Technical Introduction
This chapter provides a concise technical overview of Promovolve’s architecture and algorithms. For the motivation behind these design choices, see Why Promovolve?.
The Five Key Mechanisms
1. Periodic Batch Auction
Auctions happen when content is published or updated (scheduled crawl + 5-minute re-auctions), not on every page load. An LLM classifies page content into IAB categories, TaxonomyRankerEntity ranks categories by site-specific performance, and CategoryBidderEntity collects bids from eligible campaigns. Results are cached in DData.
2. Multi-Candidate Caching
Instead of a single auction winner, multiple candidates per ad slot are shortlisted with per-campaign diversity guarantees and stored in the ServeIndex (replicated in-memory via DData). This enables exploration at serve time without re-running the auction.

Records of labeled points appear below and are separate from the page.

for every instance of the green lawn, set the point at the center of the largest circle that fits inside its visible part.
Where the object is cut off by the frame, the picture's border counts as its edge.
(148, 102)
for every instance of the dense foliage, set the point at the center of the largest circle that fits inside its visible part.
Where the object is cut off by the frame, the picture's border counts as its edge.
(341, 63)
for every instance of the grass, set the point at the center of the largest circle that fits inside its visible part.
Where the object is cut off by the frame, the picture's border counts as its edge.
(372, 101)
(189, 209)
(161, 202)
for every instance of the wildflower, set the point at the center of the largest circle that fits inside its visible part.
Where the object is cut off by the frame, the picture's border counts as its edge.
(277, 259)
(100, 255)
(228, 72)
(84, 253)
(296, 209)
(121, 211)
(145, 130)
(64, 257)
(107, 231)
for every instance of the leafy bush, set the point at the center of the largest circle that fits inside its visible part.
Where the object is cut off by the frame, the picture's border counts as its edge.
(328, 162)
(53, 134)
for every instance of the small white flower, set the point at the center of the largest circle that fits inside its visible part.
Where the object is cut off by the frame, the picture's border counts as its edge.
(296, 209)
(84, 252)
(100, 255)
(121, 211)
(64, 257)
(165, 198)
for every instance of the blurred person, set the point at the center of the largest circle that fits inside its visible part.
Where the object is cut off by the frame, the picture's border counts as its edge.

3. Thompson Sampling at Serve Time
When a user loads a page, Thompson Sampling selects among cached candidates:
score = sampledCTR × log(1 + CPM)
CTR is sampled from a Beta-Bernoulli posterior using time-bucketed statistics (1-minute granularity, 60-minute rolling window). The log(1 + CPM) term ensures higher bids have an advantage but CTR dominates — a creative that users actually click beats one that merely bids high.

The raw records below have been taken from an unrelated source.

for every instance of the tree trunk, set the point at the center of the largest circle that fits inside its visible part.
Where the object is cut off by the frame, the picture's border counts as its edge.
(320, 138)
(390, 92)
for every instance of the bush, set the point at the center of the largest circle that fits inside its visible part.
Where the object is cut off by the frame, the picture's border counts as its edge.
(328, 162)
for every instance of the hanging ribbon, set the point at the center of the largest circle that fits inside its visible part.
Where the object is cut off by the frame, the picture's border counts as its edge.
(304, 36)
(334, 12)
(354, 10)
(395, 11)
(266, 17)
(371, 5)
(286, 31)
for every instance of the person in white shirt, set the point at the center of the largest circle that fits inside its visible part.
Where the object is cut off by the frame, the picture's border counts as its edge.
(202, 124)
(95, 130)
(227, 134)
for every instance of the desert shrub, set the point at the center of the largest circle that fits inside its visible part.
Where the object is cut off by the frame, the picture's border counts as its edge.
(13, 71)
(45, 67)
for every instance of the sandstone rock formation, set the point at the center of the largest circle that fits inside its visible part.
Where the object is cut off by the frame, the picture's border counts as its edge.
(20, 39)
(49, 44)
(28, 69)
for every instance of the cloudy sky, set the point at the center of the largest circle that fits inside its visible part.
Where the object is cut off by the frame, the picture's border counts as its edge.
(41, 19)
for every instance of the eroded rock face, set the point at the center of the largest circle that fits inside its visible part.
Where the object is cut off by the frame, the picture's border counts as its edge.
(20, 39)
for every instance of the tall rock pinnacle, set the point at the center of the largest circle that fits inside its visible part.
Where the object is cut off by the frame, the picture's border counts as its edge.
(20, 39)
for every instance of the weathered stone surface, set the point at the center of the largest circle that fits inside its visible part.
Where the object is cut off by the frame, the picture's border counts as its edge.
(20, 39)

4. Double DQN Bid Optimization
Each campaign runs a per-campaign reinforcement learning agent (8→64→64→5 neural network) that observes performance every 15 minutes and adjusts a bid multiplier. The agent learns to balance click maximization against budget pacing over multi-day episodes.
5. Self-Tuning PI Pacing
A PI controller with adaptive gains, traffic shape learning (separate weekday/weekend 24-hour profiles), oscillation detection, and leaky integrator anti-windup smooths budget delivery. It learns that traffic peaks at 10am and dips at 3pm, and adjusts automatically.
The Result
Sub-millisecond ad serving. Continuous learning at five layers (per-request Thompson Sampling, 15-minute RL, per-auction category ranking, daily traffic shapes, continuous PI tuning). Graceful degradation when budgets exhaust. No user tracking. Publisher approval over every creative.
Navigating This Book
- Architecture — Pekko cluster topology, entity hierarchy, data flow
- Auction — The five phases of the periodic batch auction
- Serving — Thompson Sampling, cold start, fair selection
- Pacing — PI control, self-tuning, traffic shape learning
- RL — DQN state space, reward function, training loop
- Distributed State — ServeIndex replication and consistency
- Comparison — Point-by-point mapping against traditional ad tech
Each chapter is self-contained. All formulas, thresholds, and constants come from the Scala source code.